Плащ дошел до стены и развернулся, проходя мимо занавешенного окна. Господин повернул вслед за ним, будто выполняя важную церемонию, и в какой-то момент оказался зажат в углу. Незнакомец стремительно развернулся и взмахнул черной полой плаща. В руке сверкнуло длинное и тонкое лезвие, целящееся в беззащитное тело. Сбоку возникло что-то черное, словно еще один плащ, и в руку со шпагой вцепилась белая перчатка.
– Не тот! – послышался сдавленный шепот.
Чья-то рука сорвала с господина маску. Нацеленный клинок замер. Фигура в венецианском плаще сделала резкое движение, и эфес шпаги с металлическим шариком вонзился точно в солнечное сплетение. Удар был такой силы, что господин с сорванной маской лишился воздуха, согнулся пополам и упал на колени. Потребовалось несколько секунд, чтобы прийти в себя. Он смог дышать, хотя с трудом, и поднялся. На него смотрели маски, словно он совершил нечто невозможное и неприличное. Но до этих тонкостей господину и дела не было. Нападавшие исчезли. Не замечая боли, он бросился в погоню. Bauta осталась на полу.
В зале танцевали. Толпа расступалась перед ним, шикая и выражая возмущение. Его лицо разоблачили. Он вертел головой и поднимался на носках, но не мог понять, куда исчезли нападавшие. Совершенно забыв о приличиях, он побежал через зал к мраморной лестнице.
• 58 •
Граф Ламсдорф имел возможность получать информацию не только из официальных отчетов. Круг его общения был так широк, а умение узнавать новости из дружеской болтовни столь отточено, что, не без гордости, он считал себя одним из самых осведомленных людей в столице. Он давно понял, что настоящая дипломатия делается не на посольских приемах. Искусство дипломатии в том, чтобы чутко улавливать новое движение, набиравшее силу в темных глубинах власти. Движение это часто бывало самым пустячным, но порой и нет, тогда он умело пользовался своим наблюдением. Чтобы быть в курсе самых важных новостей, о которых не пишут в газетах, министр не жалел ни сил, ни времени, ни печени. Такая политика давала свои плоды. За завтраком с важным чиновником Департамента полиции он случайно узнал новость, от которой чуть не пролил кофе на жилетку. Новость столь чудовищную, что Ламсдорфу еле хватило сил, чтоб закончить встречу.

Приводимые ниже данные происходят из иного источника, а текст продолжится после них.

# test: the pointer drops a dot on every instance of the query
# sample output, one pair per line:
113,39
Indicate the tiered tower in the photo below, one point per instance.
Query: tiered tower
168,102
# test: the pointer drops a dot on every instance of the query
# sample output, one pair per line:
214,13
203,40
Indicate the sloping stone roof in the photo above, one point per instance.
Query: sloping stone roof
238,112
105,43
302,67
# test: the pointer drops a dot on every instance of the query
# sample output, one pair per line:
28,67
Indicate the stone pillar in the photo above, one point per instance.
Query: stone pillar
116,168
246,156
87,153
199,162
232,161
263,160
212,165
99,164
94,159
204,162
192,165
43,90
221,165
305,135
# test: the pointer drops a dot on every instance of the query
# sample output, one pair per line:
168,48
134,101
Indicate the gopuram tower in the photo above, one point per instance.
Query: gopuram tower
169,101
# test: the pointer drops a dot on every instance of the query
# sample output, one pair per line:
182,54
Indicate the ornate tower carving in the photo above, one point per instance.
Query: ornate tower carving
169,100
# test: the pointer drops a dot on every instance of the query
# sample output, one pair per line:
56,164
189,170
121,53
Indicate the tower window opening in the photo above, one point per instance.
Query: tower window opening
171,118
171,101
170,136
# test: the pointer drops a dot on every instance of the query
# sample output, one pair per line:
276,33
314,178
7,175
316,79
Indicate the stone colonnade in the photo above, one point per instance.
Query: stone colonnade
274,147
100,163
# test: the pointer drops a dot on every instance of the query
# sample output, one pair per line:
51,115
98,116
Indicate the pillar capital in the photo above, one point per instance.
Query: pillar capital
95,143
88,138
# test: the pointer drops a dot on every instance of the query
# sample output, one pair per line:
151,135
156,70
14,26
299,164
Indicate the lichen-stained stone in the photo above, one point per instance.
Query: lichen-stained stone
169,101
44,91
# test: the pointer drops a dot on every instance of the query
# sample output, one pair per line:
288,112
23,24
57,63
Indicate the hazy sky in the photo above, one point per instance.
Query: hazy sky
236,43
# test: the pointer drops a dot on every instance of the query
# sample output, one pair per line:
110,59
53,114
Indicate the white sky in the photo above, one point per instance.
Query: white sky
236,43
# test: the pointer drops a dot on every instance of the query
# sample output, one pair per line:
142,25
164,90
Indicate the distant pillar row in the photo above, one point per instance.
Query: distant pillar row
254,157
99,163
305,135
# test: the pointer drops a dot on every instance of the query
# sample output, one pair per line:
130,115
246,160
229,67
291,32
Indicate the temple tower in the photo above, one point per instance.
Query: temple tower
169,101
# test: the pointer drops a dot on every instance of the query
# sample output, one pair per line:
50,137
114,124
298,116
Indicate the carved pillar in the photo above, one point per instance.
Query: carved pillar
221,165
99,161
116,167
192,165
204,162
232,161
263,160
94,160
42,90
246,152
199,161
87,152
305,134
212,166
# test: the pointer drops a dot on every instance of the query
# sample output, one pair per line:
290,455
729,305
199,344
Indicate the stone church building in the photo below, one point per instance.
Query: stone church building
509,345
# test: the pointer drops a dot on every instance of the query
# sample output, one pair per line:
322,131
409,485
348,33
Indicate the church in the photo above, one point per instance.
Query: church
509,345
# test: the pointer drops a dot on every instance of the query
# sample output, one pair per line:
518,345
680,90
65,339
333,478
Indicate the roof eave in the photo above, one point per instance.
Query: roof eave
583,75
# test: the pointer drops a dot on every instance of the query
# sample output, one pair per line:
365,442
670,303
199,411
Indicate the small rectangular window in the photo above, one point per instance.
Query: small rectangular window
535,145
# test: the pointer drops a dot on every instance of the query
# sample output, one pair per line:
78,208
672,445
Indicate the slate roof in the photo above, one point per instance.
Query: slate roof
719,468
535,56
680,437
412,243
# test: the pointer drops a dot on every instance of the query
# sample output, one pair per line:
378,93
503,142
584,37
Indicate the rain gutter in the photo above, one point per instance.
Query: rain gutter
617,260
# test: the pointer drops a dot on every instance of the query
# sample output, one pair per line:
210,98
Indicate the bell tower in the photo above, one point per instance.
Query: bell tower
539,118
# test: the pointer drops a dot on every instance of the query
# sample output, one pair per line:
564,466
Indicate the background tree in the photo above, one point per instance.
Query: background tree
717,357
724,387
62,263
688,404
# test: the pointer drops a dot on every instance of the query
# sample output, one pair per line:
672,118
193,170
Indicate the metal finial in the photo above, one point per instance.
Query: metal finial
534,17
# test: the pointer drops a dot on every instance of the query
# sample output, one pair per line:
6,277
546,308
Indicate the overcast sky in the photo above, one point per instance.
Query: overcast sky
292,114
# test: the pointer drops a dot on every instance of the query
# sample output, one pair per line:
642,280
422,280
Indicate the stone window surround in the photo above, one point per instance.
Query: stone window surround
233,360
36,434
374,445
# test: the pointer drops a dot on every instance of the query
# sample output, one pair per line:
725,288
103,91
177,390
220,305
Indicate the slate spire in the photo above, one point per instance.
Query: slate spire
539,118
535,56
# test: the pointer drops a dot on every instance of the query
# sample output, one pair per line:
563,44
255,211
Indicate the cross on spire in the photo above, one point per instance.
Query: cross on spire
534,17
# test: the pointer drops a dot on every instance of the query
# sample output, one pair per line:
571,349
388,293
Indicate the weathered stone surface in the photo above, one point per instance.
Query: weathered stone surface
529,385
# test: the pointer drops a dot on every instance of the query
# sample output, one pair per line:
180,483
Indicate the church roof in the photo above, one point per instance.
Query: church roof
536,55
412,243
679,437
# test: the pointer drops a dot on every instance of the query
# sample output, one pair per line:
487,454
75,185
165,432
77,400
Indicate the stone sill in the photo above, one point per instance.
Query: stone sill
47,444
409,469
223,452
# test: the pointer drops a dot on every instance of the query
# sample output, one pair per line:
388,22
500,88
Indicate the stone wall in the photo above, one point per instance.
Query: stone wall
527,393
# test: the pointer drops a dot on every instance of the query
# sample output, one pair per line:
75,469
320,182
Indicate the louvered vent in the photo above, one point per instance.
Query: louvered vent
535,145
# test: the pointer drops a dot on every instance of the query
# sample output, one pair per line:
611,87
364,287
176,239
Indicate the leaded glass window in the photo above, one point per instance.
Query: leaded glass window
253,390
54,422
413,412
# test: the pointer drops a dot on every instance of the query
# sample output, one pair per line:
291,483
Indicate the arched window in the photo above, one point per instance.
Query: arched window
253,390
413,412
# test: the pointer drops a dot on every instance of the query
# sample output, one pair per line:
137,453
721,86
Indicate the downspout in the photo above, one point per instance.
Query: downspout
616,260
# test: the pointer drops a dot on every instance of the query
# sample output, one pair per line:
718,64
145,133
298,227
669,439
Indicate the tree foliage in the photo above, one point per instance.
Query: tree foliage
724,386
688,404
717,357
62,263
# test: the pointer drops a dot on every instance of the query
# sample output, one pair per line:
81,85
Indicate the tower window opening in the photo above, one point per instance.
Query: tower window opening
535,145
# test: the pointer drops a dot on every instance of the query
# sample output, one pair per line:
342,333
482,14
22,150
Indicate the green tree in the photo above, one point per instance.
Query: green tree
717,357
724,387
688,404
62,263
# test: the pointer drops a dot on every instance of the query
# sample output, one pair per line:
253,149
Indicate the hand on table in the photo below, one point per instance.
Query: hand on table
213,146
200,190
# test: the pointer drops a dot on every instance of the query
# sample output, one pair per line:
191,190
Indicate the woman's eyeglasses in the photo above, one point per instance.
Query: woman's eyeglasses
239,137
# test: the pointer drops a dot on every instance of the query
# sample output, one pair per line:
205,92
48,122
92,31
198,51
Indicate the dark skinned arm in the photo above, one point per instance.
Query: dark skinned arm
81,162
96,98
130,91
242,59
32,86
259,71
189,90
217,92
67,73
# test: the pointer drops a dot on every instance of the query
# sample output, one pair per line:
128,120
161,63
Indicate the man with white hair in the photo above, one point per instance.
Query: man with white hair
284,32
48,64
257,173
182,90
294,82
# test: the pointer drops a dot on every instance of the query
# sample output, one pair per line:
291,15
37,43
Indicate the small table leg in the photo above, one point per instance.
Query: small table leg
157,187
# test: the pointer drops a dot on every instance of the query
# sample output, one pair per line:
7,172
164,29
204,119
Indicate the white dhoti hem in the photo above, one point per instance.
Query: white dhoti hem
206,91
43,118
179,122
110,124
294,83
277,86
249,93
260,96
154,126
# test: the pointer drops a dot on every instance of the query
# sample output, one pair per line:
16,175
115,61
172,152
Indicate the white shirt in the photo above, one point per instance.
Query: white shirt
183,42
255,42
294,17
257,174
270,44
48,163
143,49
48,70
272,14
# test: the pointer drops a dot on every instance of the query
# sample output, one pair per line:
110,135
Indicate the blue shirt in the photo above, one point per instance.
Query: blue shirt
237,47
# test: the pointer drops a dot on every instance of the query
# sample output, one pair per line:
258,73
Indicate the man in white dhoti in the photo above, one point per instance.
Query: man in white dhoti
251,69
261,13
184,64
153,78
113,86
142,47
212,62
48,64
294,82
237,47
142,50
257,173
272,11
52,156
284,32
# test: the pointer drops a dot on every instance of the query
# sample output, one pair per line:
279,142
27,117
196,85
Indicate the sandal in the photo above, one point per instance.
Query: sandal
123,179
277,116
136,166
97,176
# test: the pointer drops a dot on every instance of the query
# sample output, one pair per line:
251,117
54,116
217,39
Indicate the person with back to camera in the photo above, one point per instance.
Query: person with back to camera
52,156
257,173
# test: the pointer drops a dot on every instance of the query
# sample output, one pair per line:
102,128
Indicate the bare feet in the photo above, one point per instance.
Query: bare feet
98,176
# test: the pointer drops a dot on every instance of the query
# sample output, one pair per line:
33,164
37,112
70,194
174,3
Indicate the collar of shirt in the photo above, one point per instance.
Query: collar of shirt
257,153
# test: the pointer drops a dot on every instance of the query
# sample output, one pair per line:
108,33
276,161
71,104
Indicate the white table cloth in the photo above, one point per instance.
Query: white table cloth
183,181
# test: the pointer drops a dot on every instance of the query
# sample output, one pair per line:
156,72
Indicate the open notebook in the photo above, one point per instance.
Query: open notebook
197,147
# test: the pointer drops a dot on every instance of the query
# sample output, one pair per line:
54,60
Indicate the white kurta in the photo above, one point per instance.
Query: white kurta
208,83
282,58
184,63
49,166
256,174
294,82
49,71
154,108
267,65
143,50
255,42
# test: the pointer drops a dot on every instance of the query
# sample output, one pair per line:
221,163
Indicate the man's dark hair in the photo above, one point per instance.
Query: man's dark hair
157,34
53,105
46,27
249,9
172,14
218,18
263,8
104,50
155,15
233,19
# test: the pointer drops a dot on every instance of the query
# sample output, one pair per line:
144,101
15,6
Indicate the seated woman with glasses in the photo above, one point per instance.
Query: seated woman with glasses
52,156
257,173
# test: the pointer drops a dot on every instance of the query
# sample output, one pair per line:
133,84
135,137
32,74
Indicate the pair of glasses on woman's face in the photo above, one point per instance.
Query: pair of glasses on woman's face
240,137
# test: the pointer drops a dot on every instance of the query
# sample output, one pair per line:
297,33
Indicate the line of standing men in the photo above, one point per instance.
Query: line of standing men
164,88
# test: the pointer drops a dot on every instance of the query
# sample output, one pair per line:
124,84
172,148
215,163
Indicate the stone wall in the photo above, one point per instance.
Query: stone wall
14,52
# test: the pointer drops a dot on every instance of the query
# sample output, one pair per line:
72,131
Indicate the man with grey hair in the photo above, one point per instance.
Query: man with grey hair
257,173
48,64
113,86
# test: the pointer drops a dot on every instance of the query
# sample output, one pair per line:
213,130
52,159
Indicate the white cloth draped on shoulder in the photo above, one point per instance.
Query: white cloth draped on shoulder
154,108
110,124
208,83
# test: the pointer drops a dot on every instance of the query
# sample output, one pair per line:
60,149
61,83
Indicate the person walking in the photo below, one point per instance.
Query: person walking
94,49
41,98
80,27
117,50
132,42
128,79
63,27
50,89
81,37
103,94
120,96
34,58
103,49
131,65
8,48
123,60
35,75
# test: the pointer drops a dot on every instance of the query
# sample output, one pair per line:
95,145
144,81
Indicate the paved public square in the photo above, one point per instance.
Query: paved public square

Распрощавшись с приятелем, он помчался в министерство и немедленно вызвал чиновника, на которого возлагал надежды, как видно – напрасные. Борис Ванзаров вошел в кабинет, не подозревая, какая гроза нависает над ним. Он еще позволил себе милую шутку, но министр был не в настроении дурачиться. Ламсдорф потребовал отойти к окну, где было шумно, и придвинулся так близко, что коснулся жилетки Бориса.
– Вы что натворили?! – пробормотал он сдержанным шепотом. – Как могли до такого додуматься?
Борис не нашелся что ответить. Он выражал полное и безграничное непонимание и лишь лихорадочно вспоминал, что мог совершить. Ничего существенного и в помине не было. Дела он вел четко, аккуратно и тщательно. Тогда что же?
– Простите, граф, но я вас не понимаю, – наконец сказал он фразу, запретную для дипломата. В любой ситуации.
– Ах, не понимаете? – прошипел Ламсдорф. – Печально, мой друг. Как же вы с такими способностями служите в нашем министерстве? У нас надо головой работать, а не только штаны просиживать. Видимо, я в вас ошибся…
– Владимир Николаевич, да за что же… – растерянно проговорил Борис, нутром чувствуя, как его карьера летит в пропасть. И собрать ее заново будет невозможно.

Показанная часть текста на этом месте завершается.